Trump and his supporters have other reasons to be relieved. Most of Comey’s toughest comments had already been on America’s front pages because of a leak that Comey acknowledged Thursday he had orchestrated. And if Comey left uncertainty by declining to answer some questions, his remarks can be seen as shoring up Trump’s contention that Democrats and the media haven’t made a case for the claim that he and/or his campaign colluded with Vladimir Putin to steal the White House. MSNBC host Chris Matthews, for one, said the idea Trump colluded with Russia “came apart” Thursday.

Comey’s testimony can also be seen as more evidence for the theory that the president has spent all this time grousing about the Russia investigation not because he has something to hide but because of his belief and outrage that his enemies are trying to taint his victory and his presidency. Finally, Comey’s testimony can also be seen as more evidence for the theory that Trump’s highly questionable uses of his executive authority stem not from a Machiavellian attempt to manipulate American democracy but from his obtuseness and naivete about how presidents are supposed to act.

None of these observations about how the president might benefit from Thursday’s events should be interpreted as a defense of his behavior. As Bloomberg View columnist Jonathan Bernstein noted, Comey’s testimony illustrated the self-defeating incompetence with which Trump has governed. Yet impeachment talk still seems premature.
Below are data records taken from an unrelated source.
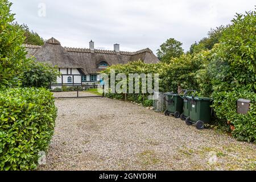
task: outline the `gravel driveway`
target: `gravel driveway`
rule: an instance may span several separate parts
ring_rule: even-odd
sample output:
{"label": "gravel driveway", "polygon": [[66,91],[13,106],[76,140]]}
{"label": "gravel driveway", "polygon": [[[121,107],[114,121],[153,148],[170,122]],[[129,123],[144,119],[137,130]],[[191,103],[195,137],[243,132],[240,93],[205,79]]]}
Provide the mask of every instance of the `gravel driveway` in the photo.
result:
{"label": "gravel driveway", "polygon": [[108,98],[56,100],[39,170],[256,170],[256,146]]}

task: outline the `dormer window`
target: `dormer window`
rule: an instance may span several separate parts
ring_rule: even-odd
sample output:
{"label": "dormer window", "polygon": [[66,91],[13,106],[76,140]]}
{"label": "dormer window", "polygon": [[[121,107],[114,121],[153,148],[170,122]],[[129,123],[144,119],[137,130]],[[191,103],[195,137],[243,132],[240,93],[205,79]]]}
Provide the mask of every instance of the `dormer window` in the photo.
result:
{"label": "dormer window", "polygon": [[98,64],[98,68],[106,68],[109,64],[105,61],[102,61]]}

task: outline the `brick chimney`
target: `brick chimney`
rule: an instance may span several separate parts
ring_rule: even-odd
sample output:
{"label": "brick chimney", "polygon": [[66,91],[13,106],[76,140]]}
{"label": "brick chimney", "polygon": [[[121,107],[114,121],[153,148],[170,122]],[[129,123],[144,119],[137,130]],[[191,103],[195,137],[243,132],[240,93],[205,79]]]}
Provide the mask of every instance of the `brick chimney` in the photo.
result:
{"label": "brick chimney", "polygon": [[114,51],[116,52],[119,52],[119,45],[118,44],[114,44]]}
{"label": "brick chimney", "polygon": [[90,48],[90,49],[91,51],[94,51],[94,42],[92,40],[90,40],[90,42],[89,43],[89,47]]}

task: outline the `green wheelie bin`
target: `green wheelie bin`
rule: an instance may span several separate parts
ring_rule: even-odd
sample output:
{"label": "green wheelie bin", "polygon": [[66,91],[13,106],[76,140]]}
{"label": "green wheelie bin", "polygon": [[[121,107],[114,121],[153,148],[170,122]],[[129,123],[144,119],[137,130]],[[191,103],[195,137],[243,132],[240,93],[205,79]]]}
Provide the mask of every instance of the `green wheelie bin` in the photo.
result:
{"label": "green wheelie bin", "polygon": [[166,101],[166,110],[165,115],[173,115],[176,118],[179,118],[183,111],[183,94],[187,90],[181,90],[179,93],[168,93],[164,95]]}
{"label": "green wheelie bin", "polygon": [[195,124],[199,130],[204,128],[204,124],[209,123],[211,117],[212,101],[210,98],[199,97],[193,96],[190,98],[189,117],[185,120],[186,124]]}
{"label": "green wheelie bin", "polygon": [[183,96],[183,112],[180,114],[180,119],[182,121],[185,121],[189,117],[190,111],[190,101],[192,99],[192,96],[195,94],[196,90],[187,90]]}

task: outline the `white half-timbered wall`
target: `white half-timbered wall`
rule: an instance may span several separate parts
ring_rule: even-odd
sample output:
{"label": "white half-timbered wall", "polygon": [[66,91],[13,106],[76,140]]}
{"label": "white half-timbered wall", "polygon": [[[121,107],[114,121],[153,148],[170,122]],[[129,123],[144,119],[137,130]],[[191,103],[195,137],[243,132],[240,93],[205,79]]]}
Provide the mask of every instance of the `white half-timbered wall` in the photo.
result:
{"label": "white half-timbered wall", "polygon": [[[61,75],[57,78],[57,85],[81,85],[82,76],[77,68],[59,68]],[[68,77],[71,77],[71,82],[68,82]]]}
Perhaps some bombshell will emerge from the independent investigation mounted by Justice Department special counsel Robert Mueller, the former FBI director whom Comey praised Thursday. But if that doesn’t happen, Americans will have to keep muddling through the Trump era — hoping the president at some point displays a learning curve and realizes that the temperament and traits that brought him success in business, on television and on the campaign trail are bringing him nothing but grief and dysfunction in the Oval Office.